Folha de S. Paulo


E o social?

É uma conclusão óbvia a de que o massacre do Carandiru, o arrastão nas praias do Rio, a rebelião dos menores da Febem do Tatuapé são exibições de um país que imerge numa situação social que escapa ao controle e teima em demostrar a quase total falência da capacidade de atendimento das estruturas estatais. São cenas chocantes de um desespero miserável que transborda prisões e favelas, balança a pose impassível, os devaneios de quietude da classe média e da classe empresarial.

Vamos ter que enfrentar um incômodo grande demais, que se procurava esquecer, até por um impulso saudável de autodefesa psicológica e emocional. Quem em sã consciência deseja pagar o preço para minorar o problema.
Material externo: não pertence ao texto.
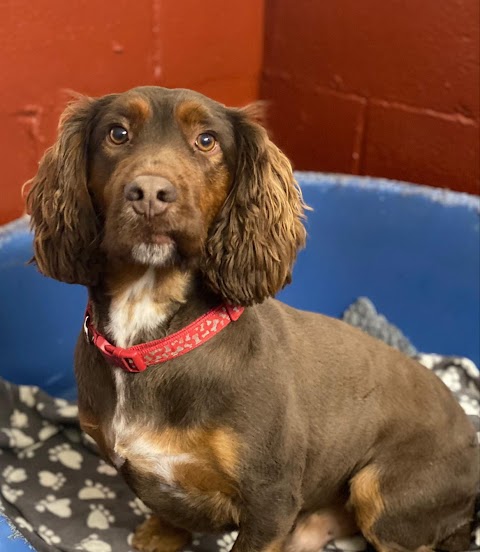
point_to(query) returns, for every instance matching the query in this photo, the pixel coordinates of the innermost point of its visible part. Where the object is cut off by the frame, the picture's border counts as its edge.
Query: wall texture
(49, 46)
(379, 88)
(371, 87)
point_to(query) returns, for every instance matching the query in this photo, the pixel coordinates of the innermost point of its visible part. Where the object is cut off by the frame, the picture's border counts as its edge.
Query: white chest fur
(132, 312)
(135, 311)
Quem está disposto a pensar na sua responsabilidade individual diante do caos social. Toda a "mentalidade" nacional está voltada para uma atitude de distanciamento, que culpa os políticos corruptos e o Estado incompetente, que cabe sob medida para a acomodação. Ao lado de toda o saudável questionamento do papel do Estado no Brasil, forneceu às elites ótima desculpa para fazer o que no fundo sempre almeja, essa cômoda atitude de descompromisso diante das obrigações para o funcionamento do país.

É de se registrar que os meios de comunicação, apesar de sua eficiência na investigação no terreno das irregularidades administrativas no Collorgate compõe esse quadro de alheamento. Toda aquela energia mobilizada para tirar o presidente Collor do poder não se movimenta na hora de enfrentar temas bem mais complexos como a miséria absoluta, a situação das famílias pobres, a educação, a crise de valores na sociedade, e preparação e assistência aos policiais. Esses são temas raros na agenda da imprensa brasileira. São assuntos que não vendem muito jornal, a não ser quando estão associados secundariamente a algum derramamento de sangue.
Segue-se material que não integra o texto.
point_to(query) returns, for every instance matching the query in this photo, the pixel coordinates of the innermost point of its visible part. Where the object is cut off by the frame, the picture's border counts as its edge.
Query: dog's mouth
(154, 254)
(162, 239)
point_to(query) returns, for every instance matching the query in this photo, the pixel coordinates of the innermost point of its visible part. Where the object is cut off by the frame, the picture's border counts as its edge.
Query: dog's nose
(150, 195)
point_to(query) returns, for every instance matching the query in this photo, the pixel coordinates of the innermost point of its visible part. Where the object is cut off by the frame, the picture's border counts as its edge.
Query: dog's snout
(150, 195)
Silenciosamente, temas como a educação, por exemplo, foram desaparecendo dos grandes jornais brasileiros. Em especial desta Folha, que chegou a ter uma editoria inteira dedicada ao assunto. O jornal não dispõe hoje sequer de um jornalista encarregado exclusivamente do tema.
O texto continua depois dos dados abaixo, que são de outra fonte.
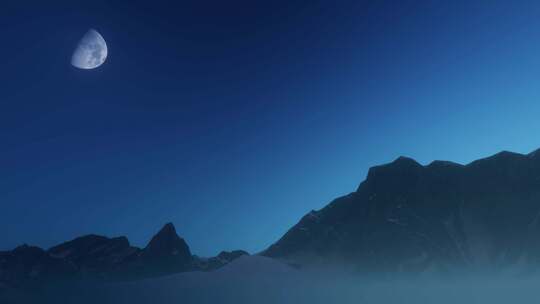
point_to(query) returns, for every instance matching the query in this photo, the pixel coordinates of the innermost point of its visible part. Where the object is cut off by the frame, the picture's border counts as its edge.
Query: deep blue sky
(232, 119)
Em todos os jornais, a Folha à frente, faltam recursos dedicados a uma fiscalização sistemática da atuação governamental na área dos ministérios ditos sociais, a não ser quando eles estão envolvidos em renúncias de irregularidades.

O descaso dos sucessivos governos na execução de políticas sociais eficientes merece ser criticado pela imprensa. Mas a hierarquia de prioridades do jornalismo brasileiro nesse setor tampouco serve como exemplo a ser seguindo.

ZÉ PORTUGUÊS

Como se diz, Quércia é a bola da vez. Recebi nove ligações essa semana de pessoas que exigiam da Folha a mesma determinação das denúncias das "irregularidades de Quércia" que o jornal exibiu durante o Collorgate.

Algumas dessas mensagens comparavam a Folha a "O Estado de S. Paulo". Dizem que este sim tem sido firme contra o ex-governador paulista.

O único dos leitores a divergir foi o comerciante José Nunes Lopes, amigo e sócio de Quércia. Em carta enviada na última quarta-feira, o "Zé Português", acusado de ser o PC do Quércia, queixa-se contra "alguns veículos de São Paulo (leia-se "O Estado de S. Paulo" e "Jornal da tarde". Diz Nunes Lopes: "Apesar dos meus desmentidos, estes veículos insistiram em publicar várias vezes que, pouco antes da privatização da Vasp, eu teria comprado um cheque administrativo do Citibank e o teria depositado em conta bancária de uma empresa do senhor Wagner Canhedo. Não levaram em conta as minhas declarações nem esperaram que o banco se manifestasse oficialmente".

À carta, Nunes Lopes anexou uma declaração do Citibank segundo a qual o depósito, de 4 milhões de dólares, não existiu. Resta saber a razão pela qual os jornais não informaram o teor do cominicado do Citibank.